Thursday, June 02, 2005

An Interview With My Favorite Celebrity

I simply couldn't resist playing, now that the "about me" questions have inevitably evolved from email to blog. And so, for your reading pleasure, my responses to the interview questions posed by my favorite celebrity:

1. Name your favorite 80's teen icon.
Ah, the 80s -- so full of iconic teens, many of whom unknowingly found their way onto the walls of my peach-and-mint-green-adorned bedroom. With so many worthy candidates, I think it's only fair to crown a king and queen in this category. And the winners are...

King: Kirk Cameron
Queen: Elisabeth Shue

2. If you were a boy, what were your parents going to name you?
I'm not sure my parents even considered such a notion. Based on logic alone, it would seem to be a toss-up between the masculine form of my name, Nicholas, and my first brother's name, Richard. But I'd hope that it would have been something more interesting, like Jean-Pierre.

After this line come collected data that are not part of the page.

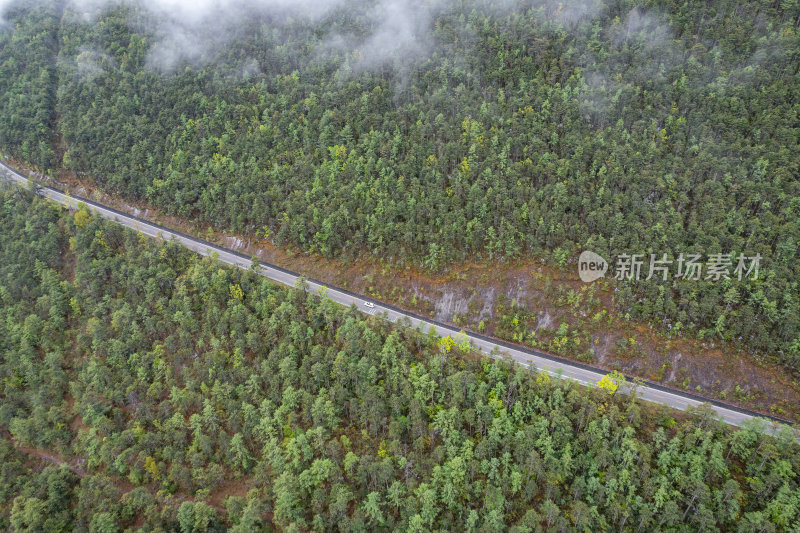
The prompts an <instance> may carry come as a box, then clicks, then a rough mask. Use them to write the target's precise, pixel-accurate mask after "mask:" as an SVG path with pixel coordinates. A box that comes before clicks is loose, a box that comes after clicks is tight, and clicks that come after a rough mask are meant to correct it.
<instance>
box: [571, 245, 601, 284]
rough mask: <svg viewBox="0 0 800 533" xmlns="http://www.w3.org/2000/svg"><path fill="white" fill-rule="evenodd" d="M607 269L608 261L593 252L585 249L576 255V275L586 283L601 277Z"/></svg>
mask: <svg viewBox="0 0 800 533" xmlns="http://www.w3.org/2000/svg"><path fill="white" fill-rule="evenodd" d="M607 270H608V261H606V260H605V259H603V257H602V256H600V255H598V254H596V253H594V252H590V251H589V250H585V251H584V252H583V253H581V255H580V257H578V275H579V276H580V277H581V280H582V281H585V282H586V283H591V282H592V281H594V280H597V279H600V278H602V277H603V276H605V275H606V271H607Z"/></svg>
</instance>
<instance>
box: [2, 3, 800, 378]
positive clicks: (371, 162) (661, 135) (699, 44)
mask: <svg viewBox="0 0 800 533" xmlns="http://www.w3.org/2000/svg"><path fill="white" fill-rule="evenodd" d="M151 4H152V3H151ZM146 5H150V4H148V3H146V2H145V3H144V4H142V5H133V4H130V3H113V2H95V3H83V2H78V3H73V2H69V3H67V2H59V1H53V2H44V1H43V2H38V3H36V2H34V3H27V2H26V3H24V4H23V3H12V4H11V5H10V7H8V8H7V9H6V13H5V17H4V18H5V24H4V26H3V27H2V30H1V31H0V73H2V76H0V148H2V149H3V150H5V151H7V152H8V153H9V154H10V155H12V156H14V157H16V158H18V159H20V160H23V161H26V162H29V163H31V164H33V165H35V166H37V167H39V168H40V169H42V170H47V169H51V170H53V171H56V172H60V173H62V174H63V175H64V176H69V175H71V176H79V177H81V178H88V179H90V180H92V181H93V183H95V184H97V185H98V186H99V187H101V188H103V189H105V190H106V191H108V192H111V193H117V194H120V195H122V196H123V197H126V198H129V199H130V200H131V201H145V202H148V203H149V204H150V205H153V206H155V207H157V208H158V209H160V210H163V211H164V212H165V213H171V214H175V215H179V216H181V217H184V218H187V219H191V220H200V221H203V222H205V223H207V224H210V225H212V226H214V227H217V228H220V229H224V230H229V231H232V232H236V233H240V234H244V235H249V236H254V237H265V236H266V237H267V238H268V239H270V240H273V241H274V242H276V243H278V244H280V245H284V246H287V247H291V248H294V249H297V250H301V251H304V252H306V253H314V254H319V255H322V256H327V257H336V258H345V259H346V258H359V257H363V256H370V257H381V258H383V259H384V260H385V261H387V262H388V263H389V264H394V265H405V264H408V265H414V266H417V267H421V268H424V269H428V270H430V271H441V270H443V269H447V268H449V267H450V266H452V265H454V264H459V263H461V262H464V261H478V262H480V263H483V264H488V265H497V264H501V265H502V264H503V263H504V262H506V261H508V260H510V259H517V258H535V259H544V260H546V261H547V263H548V264H549V265H550V266H552V267H554V268H559V267H568V268H569V269H570V270H573V269H574V268H575V265H576V260H577V256H578V254H579V253H580V252H581V251H582V250H584V249H591V250H593V251H595V252H597V253H599V254H601V255H602V256H603V257H605V258H607V259H608V260H609V261H613V258H615V257H619V256H621V255H622V254H645V256H646V257H649V254H651V253H652V254H656V255H657V256H658V257H660V256H661V255H662V254H667V257H669V258H670V259H671V260H673V261H675V260H677V257H678V256H679V254H681V253H700V254H702V255H703V256H707V255H710V254H718V253H728V252H732V253H734V254H736V255H735V256H738V254H745V255H747V256H755V255H756V254H759V255H760V256H761V257H762V263H761V269H760V274H759V276H758V279H745V280H741V281H740V280H736V279H735V278H734V279H733V280H728V281H723V282H715V281H713V280H705V279H701V280H699V281H695V280H677V279H674V278H673V279H669V280H667V281H662V280H660V279H659V278H658V277H657V278H655V279H652V280H648V281H647V282H646V283H645V282H638V283H636V282H619V283H617V284H616V285H615V286H614V289H615V290H614V303H615V305H616V306H618V308H619V312H620V314H621V315H625V314H626V313H628V314H629V315H630V316H631V317H633V318H638V319H643V320H649V321H651V322H653V323H655V324H657V325H658V326H659V327H660V328H661V329H662V330H663V331H670V332H673V333H674V334H676V335H678V336H684V335H686V336H690V337H697V338H700V339H704V338H705V339H713V340H714V341H718V342H725V343H731V344H732V345H734V346H736V347H738V348H742V349H746V350H748V351H751V352H755V353H759V354H761V355H762V356H763V355H766V356H767V357H768V358H769V359H770V360H772V361H776V362H779V363H782V364H783V365H784V366H785V368H786V369H788V370H789V371H790V372H793V373H795V374H796V372H797V370H798V365H799V364H800V288H799V285H798V279H799V278H800V276H799V274H800V272H799V271H798V268H800V267H798V265H799V264H800V261H798V259H800V251H799V250H800V248H799V247H798V239H800V227H798V226H799V223H798V220H800V182H798V180H797V175H798V174H799V173H800V168H798V165H799V163H800V153H799V151H800V148H798V125H799V124H800V121H798V107H797V102H798V101H799V100H800V91H798V65H800V55H799V54H798V42H799V41H798V37H797V35H798V34H797V31H798V22H799V21H800V8H799V7H798V3H797V2H796V1H794V0H786V1H782V2H727V1H722V0H715V1H711V2H688V3H682V2H668V1H653V2H629V1H621V0H616V1H610V2H607V3H599V2H581V3H578V2H564V3H554V2H552V3H551V2H504V3H500V4H499V5H494V4H491V3H484V2H481V1H480V0H469V1H466V2H460V3H455V2H444V1H441V2H430V3H420V4H419V5H417V4H415V3H412V4H409V6H410V7H408V8H400V7H397V6H396V5H395V4H394V3H392V2H385V1H382V2H381V1H376V2H360V3H358V2H347V3H345V2H336V1H330V2H325V3H320V4H319V8H318V9H312V10H305V11H303V10H302V9H298V10H295V9H294V8H291V7H290V6H289V5H288V4H285V3H281V2H278V3H277V4H276V5H280V6H281V8H280V9H278V8H275V9H272V8H261V9H253V10H251V11H237V10H232V11H233V12H232V13H216V12H214V13H210V14H209V13H205V16H206V18H203V16H202V15H198V16H196V17H188V16H184V15H186V13H183V14H181V13H180V12H179V13H177V14H168V13H167V14H165V13H161V12H158V11H153V10H152V9H147V8H146V7H144V6H146ZM302 5H303V3H302V2H299V3H298V6H301V7H302ZM387 6H388V7H387ZM392 6H393V7H392ZM390 7H391V9H395V10H396V12H395V11H391V10H390V11H389V12H384V11H385V10H387V9H389V8H390ZM198 9H199V8H198ZM382 10H383V11H382ZM200 13H202V10H201V11H200ZM170 17H172V18H170Z"/></svg>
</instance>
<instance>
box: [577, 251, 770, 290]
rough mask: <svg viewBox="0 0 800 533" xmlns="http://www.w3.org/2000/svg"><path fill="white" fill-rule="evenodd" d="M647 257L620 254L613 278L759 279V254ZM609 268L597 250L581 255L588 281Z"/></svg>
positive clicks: (666, 279)
mask: <svg viewBox="0 0 800 533" xmlns="http://www.w3.org/2000/svg"><path fill="white" fill-rule="evenodd" d="M647 257H648V256H647V255H645V254H631V255H629V254H621V255H619V256H617V258H616V263H615V265H614V267H615V268H614V278H615V279H618V280H620V281H639V280H642V279H644V280H650V279H653V278H656V279H660V280H661V281H667V279H670V278H675V279H683V280H693V281H700V280H704V281H720V280H727V279H737V280H739V281H742V280H743V279H751V280H756V279H758V269H759V266H760V263H761V255H760V254H755V255H751V256H749V255H745V254H739V255H736V254H734V253H727V254H722V253H716V254H708V255H707V256H705V257H703V255H702V254H699V253H686V254H685V253H680V254H678V256H677V257H676V258H675V259H669V258H668V256H667V254H661V256H660V257H659V256H658V255H656V254H649V261H648V260H647ZM704 259H705V260H704ZM607 270H608V262H607V261H606V260H605V259H603V257H602V256H600V255H598V254H596V253H594V252H590V251H589V250H586V251H584V252H583V253H581V255H580V257H579V258H578V275H579V276H580V278H581V280H583V281H585V282H586V283H590V282H592V281H595V280H597V279H600V278H602V277H603V276H604V275H605V273H606V271H607Z"/></svg>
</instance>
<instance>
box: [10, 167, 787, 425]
mask: <svg viewBox="0 0 800 533" xmlns="http://www.w3.org/2000/svg"><path fill="white" fill-rule="evenodd" d="M0 177H2V178H5V179H7V180H10V181H13V182H16V183H17V184H19V185H20V186H22V187H26V188H34V187H38V193H39V194H40V195H42V196H44V197H46V198H49V199H50V200H52V201H54V202H56V203H59V204H61V205H64V206H66V207H70V208H77V206H78V203H84V204H86V205H87V206H88V208H89V209H90V210H91V211H93V212H95V213H97V214H98V215H100V216H102V217H105V218H108V219H110V220H112V221H114V222H116V223H117V224H120V225H122V226H125V227H128V228H131V229H133V230H135V231H138V232H139V233H143V234H144V235H147V236H149V237H154V238H160V239H166V240H175V241H177V242H179V243H180V244H182V245H183V246H185V247H186V248H189V249H190V250H192V251H194V252H196V253H198V254H200V255H204V256H214V257H215V258H216V259H217V260H219V261H222V262H223V263H227V264H229V265H235V266H238V267H240V268H245V269H246V268H250V266H251V259H250V258H249V257H247V256H245V255H243V254H240V253H238V252H234V251H232V250H228V249H225V248H222V247H220V246H216V245H214V244H211V243H209V242H206V241H204V240H202V239H197V238H195V237H191V236H189V235H185V234H183V233H180V232H177V231H174V230H170V229H167V228H165V227H162V226H160V225H158V224H153V223H151V222H147V221H144V220H142V219H139V218H137V217H134V216H132V215H127V214H124V213H122V212H120V211H117V210H115V209H112V208H110V207H106V206H103V205H100V204H98V203H96V202H93V201H91V200H86V199H83V198H77V197H74V196H71V195H69V194H66V193H64V192H62V191H60V190H58V189H55V188H52V187H43V186H42V187H39V186H38V185H37V184H36V183H35V182H32V180H29V179H28V178H26V177H24V176H22V175H21V174H20V173H18V172H17V171H15V170H14V169H12V168H11V167H9V166H7V165H6V164H4V163H2V162H0ZM260 273H261V274H262V275H264V276H266V277H268V278H269V279H271V280H274V281H276V282H278V283H282V284H284V285H289V286H295V284H296V283H297V281H298V280H299V279H300V278H301V276H300V275H299V274H296V273H294V272H290V271H288V270H286V269H283V268H280V267H278V266H275V265H270V264H267V263H261V265H260ZM304 279H305V284H306V286H307V290H310V291H316V292H320V293H322V292H324V293H325V294H326V295H327V297H328V298H330V299H332V300H334V301H335V302H338V303H340V304H342V305H345V306H351V305H355V306H356V307H358V309H359V310H361V311H363V312H364V313H367V314H371V315H376V314H383V315H384V316H385V317H386V318H387V319H388V320H390V321H392V322H398V321H400V320H403V324H404V325H406V326H408V327H413V328H419V329H420V330H422V331H429V328H435V330H436V333H437V334H438V335H440V336H450V337H452V338H454V339H455V338H456V336H457V335H458V334H459V330H456V329H455V328H453V327H451V326H448V325H446V324H443V323H441V322H438V321H433V320H430V319H426V318H424V317H421V316H419V315H417V314H414V313H411V312H409V311H405V310H402V309H399V308H397V307H394V306H392V305H388V304H385V303H381V302H378V301H375V300H371V299H369V298H366V297H364V296H362V295H358V294H354V293H351V292H349V291H347V290H344V289H341V288H338V287H334V286H331V285H328V284H326V283H323V282H320V281H317V280H314V279H309V278H304ZM467 336H468V337H469V338H470V340H471V342H472V344H473V345H474V346H475V347H477V348H478V349H480V350H481V351H483V352H484V353H487V354H490V355H492V356H495V357H510V358H511V359H513V360H514V361H516V362H517V363H519V364H520V365H522V366H524V367H531V366H534V367H535V368H536V369H537V370H539V371H544V372H547V373H549V374H551V375H553V376H557V377H561V378H568V379H571V380H574V381H577V382H578V383H580V384H582V385H593V384H596V383H597V382H598V381H599V380H600V379H601V378H602V377H603V375H605V372H604V371H603V370H602V369H599V368H596V367H592V366H590V365H585V364H582V363H578V362H574V361H569V360H567V359H562V358H559V357H555V356H552V355H549V354H545V353H542V352H539V351H536V350H529V349H526V348H522V347H520V346H515V345H511V344H509V343H505V342H503V341H500V340H497V339H492V338H490V337H486V336H484V335H480V334H477V333H474V332H467ZM632 387H633V385H632V382H629V383H628V384H627V385H625V386H623V387H622V388H621V390H625V389H627V390H625V391H626V392H629V390H630V389H631V388H632ZM636 394H637V396H638V397H639V398H641V399H643V400H647V401H650V402H655V403H659V404H664V405H667V406H669V407H672V408H675V409H680V410H686V409H688V408H691V407H697V406H699V405H701V404H703V403H707V404H710V405H711V407H712V408H713V409H714V410H715V411H716V412H717V414H718V415H719V417H720V418H721V420H722V421H724V422H726V423H728V424H732V425H735V426H740V425H742V424H743V423H744V422H747V421H749V420H751V419H753V418H762V419H764V421H765V424H764V425H765V430H766V431H769V432H775V431H777V430H778V429H779V428H781V427H782V426H783V425H784V424H791V423H790V422H787V421H784V420H781V419H779V418H776V417H772V416H769V415H763V414H760V413H757V412H754V411H750V410H747V409H744V408H740V407H737V406H734V405H730V404H727V403H725V402H720V401H716V400H709V399H707V398H703V397H701V396H698V395H695V394H692V393H685V392H682V391H678V390H675V389H670V388H668V387H664V386H663V385H660V384H658V383H652V382H647V381H645V382H644V383H643V384H640V385H639V386H637V387H636ZM795 432H797V429H795Z"/></svg>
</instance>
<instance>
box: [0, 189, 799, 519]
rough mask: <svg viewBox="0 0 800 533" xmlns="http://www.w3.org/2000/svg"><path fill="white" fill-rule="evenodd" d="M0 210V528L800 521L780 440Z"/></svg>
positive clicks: (789, 462)
mask: <svg viewBox="0 0 800 533" xmlns="http://www.w3.org/2000/svg"><path fill="white" fill-rule="evenodd" d="M0 204H1V205H2V209H0V316H2V317H3V320H2V321H0V353H2V354H3V355H2V359H0V378H2V379H0V398H1V399H2V401H1V402H0V430H1V431H2V434H1V435H0V459H2V460H0V465H2V466H1V467H0V476H1V478H0V479H2V483H0V528H2V529H9V528H13V529H15V530H46V531H71V530H87V529H88V530H91V531H121V530H134V529H136V528H144V529H145V530H159V529H160V530H175V531H208V530H220V529H231V530H235V531H258V530H270V529H271V528H280V529H287V530H312V531H322V530H334V529H340V530H343V531H344V530H348V531H351V530H387V531H393V530H411V531H431V530H437V529H442V530H465V531H478V530H480V531H497V530H500V529H504V528H510V529H512V530H513V531H540V530H547V531H550V530H552V531H558V530H564V529H577V530H589V531H598V530H609V529H613V530H616V531H637V530H655V529H677V530H682V529H688V530H698V529H703V530H709V529H717V528H719V529H723V530H734V529H737V530H742V531H780V530H791V529H792V528H796V527H797V526H798V525H799V522H798V521H800V505H799V504H798V501H800V500H798V494H800V477H798V473H800V462H799V461H800V447H798V444H797V441H796V440H795V439H794V438H793V437H792V435H791V434H790V433H786V434H782V435H780V436H778V437H777V438H772V437H765V436H763V435H762V434H761V432H760V430H759V428H758V427H757V426H748V427H746V428H744V429H742V430H738V431H732V430H731V429H730V428H727V427H723V426H721V425H720V424H719V423H717V422H716V421H714V420H713V417H710V416H709V414H708V412H706V411H703V410H699V411H697V412H695V413H691V414H690V415H688V416H687V415H684V414H676V413H674V412H669V411H667V410H664V409H658V408H655V407H653V406H651V405H646V404H642V403H641V402H639V401H638V400H636V399H635V398H629V397H627V396H616V395H609V394H608V393H606V392H605V391H602V390H599V389H596V388H595V389H583V388H580V387H578V386H577V385H575V384H574V383H571V382H569V381H560V380H558V379H553V378H550V377H548V376H547V375H544V374H536V373H534V372H531V371H527V370H524V369H522V368H520V367H517V366H511V365H508V364H507V363H505V362H502V361H496V360H490V359H487V358H481V357H479V356H477V355H475V354H471V353H462V352H461V350H460V349H459V348H457V347H453V348H452V349H451V350H450V351H449V352H448V353H445V352H446V350H443V349H442V346H441V344H440V343H438V342H437V341H436V338H435V337H433V336H430V335H425V334H423V333H418V332H415V331H413V330H408V329H402V328H395V327H393V326H391V325H389V324H387V323H386V322H384V321H382V320H380V319H376V318H374V317H373V318H369V319H368V320H365V319H364V317H363V315H361V314H360V313H358V312H357V311H355V310H352V309H344V308H341V307H339V306H337V305H335V304H333V303H332V302H331V301H330V300H328V299H326V298H324V297H322V298H320V297H319V296H317V295H314V294H308V293H305V292H303V291H301V290H298V289H288V288H283V287H279V286H276V285H273V284H272V283H270V282H268V281H267V280H265V279H263V278H260V277H259V276H257V275H256V274H254V273H253V272H251V271H241V270H237V269H233V268H226V267H222V266H220V265H219V264H216V263H214V262H213V260H209V259H200V258H199V257H197V256H194V255H192V254H190V253H189V252H187V251H185V250H183V249H181V248H180V247H178V246H177V245H175V244H170V243H160V242H155V241H150V240H147V239H145V238H144V237H141V236H138V235H136V234H134V233H133V232H130V231H128V230H123V229H121V228H120V227H118V226H115V225H113V224H111V223H109V222H105V221H103V220H101V219H97V218H94V217H92V216H91V215H90V214H89V213H88V212H87V211H84V210H79V211H77V212H68V211H65V210H62V209H60V208H58V207H55V206H53V205H51V204H47V203H45V202H44V201H42V200H39V199H36V198H34V197H33V196H31V195H29V194H27V193H23V192H21V191H18V190H10V189H3V190H0ZM676 418H677V420H676Z"/></svg>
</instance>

3. If today were groundhog's day (like the Bill Murray movie) what would you have done differently, knowing that you could re-do it tomorrow?
I'd have blown off work, rescued M from the prison that his office has lately become, and spent some quality time together, something that has been regrettably difficult to do these last few weeks. We'd enjoy lunch and a nap while soaking up some sun at the beach, then head to my all-time favorite amusement park for some rollercoaster-riding fun. Then we'd have a lovely dinner, discussing over a bottle of wine how great it is that we can wake up tomorrow and still have jobs, despite this little escapade, and then we'd catch a show -- maybe at the comedy club, maybe a concert, or maybe a musical. We'd end the day with a rematch of Trivial Pursuit. And this time, I'd win because it's my groundhog's day, dammit!

4. If your name no longer contained letters, only numbers, what would you go by?
512153914... 3914 for short... bonus points for anyone who can figure out the super-difficult secret code without the help of your decoder ring.

5. What's the worst lie you ever told and got caught for? - I won't make you "out" yourself on a lie that no one's discovered.
Not unlike most teenagers, I thought I was so much cleverer than my parents. My girlfriends and I created a chain of lies that was clearly unbreakable, because, after all, our parents were complete fools, right?! I was sleeping at Kara's... Kara was sleeping at Wendy's... Wendy at Kathy's... Kathy at Jannell's... Jannell at Sam's... Sam at Melissa's... Melissa at Kristine's... and Kristine at my house. (Are you amazed at the genius of our young minds?!) Problem was, it was prom night. And we, of course, were all going to a hotel party after the dance. In the morning, we awoke to an irate phone call from my father. Which parents broke our unbreakable chain of lies, I'll never know. But I'll never forget the look in my father's eyes when my boyfriend dropped me off that morning -- a combination of fierce anger and severe disappointment. I've not lied to him since.

Want to play?
The Official Interview Game Rules:
1. If you want to participate, leave a comment below saying "interview me."
2. I will respond by asking you five questions -- each person's will be different.
3. You will update your journal/blog with the answers to the questions.
4. You will include this explanation and an offer to interview others in the same post.
5. When others comment asking to be interviewed, you will ask them five questions.


undercover celebrity said...

Totally great king and queen of 80s teen fame. I can't agree more about Kirk Cameron. I had a huge poster of him and would kiss him every night before I went to bed. I also MAY have taken "him" to Christmas dinner at my grandparents house... That may make me certifiably insane. My poor mother somehow made it through those years of early adolescence.

As for your name code -- the only thing I can think is that it's your social security number... right? If so, you really shouldn't post that on the internet :)

Nicole said...

I didn't even realize that my name-in-numbers code was nine digits. How very unknowingly tricky I am!

Let me assure you, dear celebrity friend of mine, that, having spearheaded a campaign on identity theft when I was but an intern at our lovely place of employ, I would never be so foolish as to post my social security number on the internet.

And let that be a notice to all you hackers of blogland... don't even try, 'cause it won't work and I will catch you!